On Monday, Jersey, a self-governing British Crown Dependency which lies approximately 14 miles off northern France and 85 miles from Britain’s southern shores of the British Channel Islands, agreed to a three-month extension period to post-Brexit transition arrangements. The extension will permit French vessels to continue fishing while negotiations continue to unfold over the new Trade and Cooperation Agreement (TCA) between the United Kingdom (UK), France, and the European Union. The UK had previously blocked access to French fishing vessels between 12 nautical miles off their shores and gave licenses to only 22 out of 120 French boats seeking access. Jersey’s government has since offered to extend the transition period to allow certain ships to continue fishing in British waters.
French Maritime Minister Annick Girardin tweeted “Jersey has finally accepted the 3-month extension of the provisional licenses! A breath of fresh air for our fishermen.” Annick, in alignment with the EU, sent a request for an extension to the initial arrangements which ended on 30 June 2021. Jersey’s Minister for External Relations, Ian Gorst, stated to AA news “The relationship with France is hugely important to Jersey in so many ways. We know aspects of that relationship have been difficult recently but we want to ensure we work through the issues, fulfilling the terms of the TCA and ensuring the sustainability of fishing in our waters,” adding that “We are offering this extension to the amnesty period to allow the continuation of discussions. Work to establish how to translate the ‘extent and nature’ provision of the TCA into licensing must continue apace, it is an important element of the TCA and we must all recognize it has genuine meaning.”
Following the UK’s exit from the European Union, an interim arrangement that allowed French fishing boats holding a Granville Bay license to continue fishing in the waters was agreed upon at the beginning of the year. However, the rights to fishing in the area for French fishermen have become problematic since Brexit negotiations have stalled. As reported by RFI News, the new fishing licenses that were introduced in April required French vessels to prove that they had a history of fishing in Jersey’s waters through electronic data. Authorities claimed that this new measure was implemented without any notice and most small boats cannot carry this electronic equipment to prove that information.
Tensions escalated further in early May when roughly 60 French boats performed a blockade in St Helier’s harbour, Jersey’s capital, to protest the new licensing system.
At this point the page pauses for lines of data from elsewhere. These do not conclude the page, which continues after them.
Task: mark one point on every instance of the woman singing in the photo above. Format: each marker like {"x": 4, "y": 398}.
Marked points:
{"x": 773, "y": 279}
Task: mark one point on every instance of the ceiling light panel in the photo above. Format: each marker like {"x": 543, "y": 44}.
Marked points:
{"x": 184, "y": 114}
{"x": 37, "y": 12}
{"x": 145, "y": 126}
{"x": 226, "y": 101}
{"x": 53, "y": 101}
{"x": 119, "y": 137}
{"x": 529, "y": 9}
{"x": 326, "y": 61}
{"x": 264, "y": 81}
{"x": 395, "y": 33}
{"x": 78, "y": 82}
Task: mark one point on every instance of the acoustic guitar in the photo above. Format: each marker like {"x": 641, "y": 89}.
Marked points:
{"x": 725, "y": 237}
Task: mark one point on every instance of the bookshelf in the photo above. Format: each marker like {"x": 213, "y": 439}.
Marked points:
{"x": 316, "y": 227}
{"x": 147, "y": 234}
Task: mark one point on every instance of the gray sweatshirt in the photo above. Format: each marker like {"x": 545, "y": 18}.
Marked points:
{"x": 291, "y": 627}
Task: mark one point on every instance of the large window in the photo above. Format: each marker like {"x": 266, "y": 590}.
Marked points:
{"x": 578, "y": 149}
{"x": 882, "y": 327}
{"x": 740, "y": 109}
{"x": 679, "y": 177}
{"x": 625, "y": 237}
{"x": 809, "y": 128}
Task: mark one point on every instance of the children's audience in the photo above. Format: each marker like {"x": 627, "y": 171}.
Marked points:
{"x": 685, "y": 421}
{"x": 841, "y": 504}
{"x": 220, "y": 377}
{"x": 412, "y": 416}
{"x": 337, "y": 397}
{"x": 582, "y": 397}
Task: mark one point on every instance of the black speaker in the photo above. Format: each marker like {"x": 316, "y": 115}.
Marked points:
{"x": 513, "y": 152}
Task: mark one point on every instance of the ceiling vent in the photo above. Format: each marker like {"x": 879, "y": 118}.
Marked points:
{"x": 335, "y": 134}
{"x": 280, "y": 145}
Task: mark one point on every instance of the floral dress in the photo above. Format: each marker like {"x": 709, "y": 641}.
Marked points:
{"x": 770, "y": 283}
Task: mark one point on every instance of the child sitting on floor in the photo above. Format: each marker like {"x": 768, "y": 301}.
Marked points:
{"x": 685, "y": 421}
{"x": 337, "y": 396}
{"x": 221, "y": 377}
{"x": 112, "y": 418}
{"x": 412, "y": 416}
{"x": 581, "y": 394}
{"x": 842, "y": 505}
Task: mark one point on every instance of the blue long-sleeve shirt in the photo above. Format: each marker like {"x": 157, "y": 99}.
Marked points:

The UK Government responded by dispatching two Royal Navy gunships to the area. Annick Girardin then threatened to cut off Jersey’s electricity supply of which 95 percent is cabled from France. UK Prime Minister Boris Johnson and French President Emmanuel Macron then diffused the situation by formulating an interim accord that expired on 30 June 2021. The latest extension of the agreement grants the already-licensed vessels which have monitoring system equipment and a reduced number of small EU vessels to continue fishing in the waters until the end of September.
The small island of Jersey is an important area for regional fishermen in the industry. Minister for Environment Deputy John Young stated to the Information and Public Services for the Island of Jersey department that “I hope this extra time will allow real progress and we have included certain steps along the way over the next few months to ensure the situation moves forward at a greater rate, which will benefit all fishermen. We must guarantee fishing in the Island’s waters is sustainable, whilst being compliant with the terms of the TCA.” In the coming months when the extension ends, it is imperative that the UK and France work together to find a solution that grants equal access to fishermen who previously relied on the area for business.